Jacopo, l’addio di Carpineto Sinello con le magliette dell’Inter

Folla ai funerali del bimbo di 11 anni stroncato da una misteriosa malattia. Sulla bara la divisa nerazzurra autografata dal campione Javier Zanetti
SAN SALVO. I suoi sogni erano nerazzurri. Ieri il suo funerale si è tinto di nerazzurro. «Ci sono giorni dove essere interista è facile. Altri dove è doveroso, e giorni dove esserlo è un onore». É la dedica fatta al piccolo Jacopo Mastronardi, 11 anni, il bimbo stroncato mercoledì da un misterioso e improvviso malore, dal campione dell'Inter Javier Zanetti. Jacopo nonostante la giovane età era un acceso tifoso neraazzurro. Desiderava da tempo di incontrare il capitano nerazzurro per farsi autografare una maglietta dal suo idolo. Zanetti lo ha accontentato facendo arrivare ai genitori il giorno prima dei funerali una maglia dell'Inter autografata. Quella maglia ieri è stata poggiata sulla bara dello sfortunato bambino mentre tanti amichetti hanno seguito il corteo funebre indossando le maglie nerazzurre.
La fede sportiva di Jacopo è stata ricordata anche dal celebrante durante l'omelia. Ad informare Zanetti della tragedia avvenuta a Carpineto è stato lo zio di Jacopo, Fabio Rossi che con un gruppo di amici ha coinvolto il presidente dell’Inter Club San Salvo, Virginio Di Pierro ed il coordinatore regionale Alfredo Amante. Venerdi pomeriggio tra la commozione generale e l’incredulità di molti nella camera ardente è comparsa la maglia autografata da Zanetti con dedica al piccolo Jacopo. «Sicuramente esulterà dal cielo. Perché Jacopo ora è un angelo che sta accanto al Signore», ha detto commosso il sindaco di Carpineto, Antonio Colonna. Ieri il primo cittadino ha dichiarato il lutto cittadino. Alle 10 le saracinesche dei negozi si sono abbassate. A pochi metri dalla chiesa di San Michele Arcangelo è stato sistemato un cartello. «Ci mancherai».

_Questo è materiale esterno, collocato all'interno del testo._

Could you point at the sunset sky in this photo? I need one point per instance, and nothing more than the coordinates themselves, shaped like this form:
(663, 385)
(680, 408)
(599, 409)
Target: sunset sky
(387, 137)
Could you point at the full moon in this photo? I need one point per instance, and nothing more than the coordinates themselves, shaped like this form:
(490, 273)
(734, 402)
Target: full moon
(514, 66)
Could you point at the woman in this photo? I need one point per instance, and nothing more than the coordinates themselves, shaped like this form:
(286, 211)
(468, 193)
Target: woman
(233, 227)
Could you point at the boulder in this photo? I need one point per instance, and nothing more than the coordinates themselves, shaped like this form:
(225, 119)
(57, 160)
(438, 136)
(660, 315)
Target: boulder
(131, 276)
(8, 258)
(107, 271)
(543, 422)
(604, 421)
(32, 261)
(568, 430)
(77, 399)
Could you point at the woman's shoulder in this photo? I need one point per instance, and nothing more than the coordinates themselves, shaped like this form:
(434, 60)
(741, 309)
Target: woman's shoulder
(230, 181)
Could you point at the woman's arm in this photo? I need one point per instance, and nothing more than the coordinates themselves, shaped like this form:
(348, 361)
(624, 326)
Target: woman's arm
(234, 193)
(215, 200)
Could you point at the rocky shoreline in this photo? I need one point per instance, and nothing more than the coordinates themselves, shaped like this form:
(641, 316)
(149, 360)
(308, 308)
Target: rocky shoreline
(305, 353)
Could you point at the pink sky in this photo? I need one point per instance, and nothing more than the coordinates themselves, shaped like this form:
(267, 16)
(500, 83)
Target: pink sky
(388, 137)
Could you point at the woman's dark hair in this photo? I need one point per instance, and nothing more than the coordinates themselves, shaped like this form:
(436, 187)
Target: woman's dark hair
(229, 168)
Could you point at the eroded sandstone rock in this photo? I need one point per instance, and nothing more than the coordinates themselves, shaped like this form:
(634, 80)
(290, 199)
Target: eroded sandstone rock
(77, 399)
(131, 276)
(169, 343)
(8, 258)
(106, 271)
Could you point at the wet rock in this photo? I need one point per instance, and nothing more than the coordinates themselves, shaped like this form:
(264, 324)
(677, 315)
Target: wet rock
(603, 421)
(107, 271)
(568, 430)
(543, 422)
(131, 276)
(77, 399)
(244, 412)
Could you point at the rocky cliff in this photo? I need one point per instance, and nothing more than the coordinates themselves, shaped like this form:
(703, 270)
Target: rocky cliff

Una telegrafica dichiarazione che ha tradotto il sentimento di vuoto lasciato da Jacopo Mastronardi. In centinaia hanno accolto l'arrivo in chiesa della bara bianca sulla quale sono stati lanciati petali di rosa e confetti, mentre il campanile della chiesa suonava mestamente i rintocchi. Un intero paese si è stretto attorno a Floriana Rossi e Italo Mastronardi, i genitori di Jacopo. Tanti gli amici arrivati da tutto il Chietino. Molti da Guilmi il paese che tre anni fa ha vissuto una tragedia analoga. G.D.P., 7 anni, morì fra le braccia del medico accorso in seguito alla chiamata dei genitori. Un malore improvviso proprio come quello che ha avuto Jacopo. Inutili i soccorsi.
«Si è ripetuta una tragedia.In questa vallata si vogliono tutti bene, è come una famiglia allargata. Ora soffriamo tutti», hanno detto ieri in lacrime alcuni conoscenti della famiglia Mastronardi. I genitori di Iacopo fanno parte di questa famiglia, che ora è stordita dal dolore per la morte di una sua creatura.
«Veniva volentieri in chiesa. La domenica faceva il chierichetto», ha ricordato il parroco, don Raj. Era sempre pronto a dare una mano. Jacopo era un bambino sano senza particolari problemi di salute.Niente faceva presagire la tragedia.
«Ora guarda tutti noi dal cielo», ha ripetuto don Raj. Poi la bara bianca è stata portata nel cimitero del piccolo paese.(p.c.)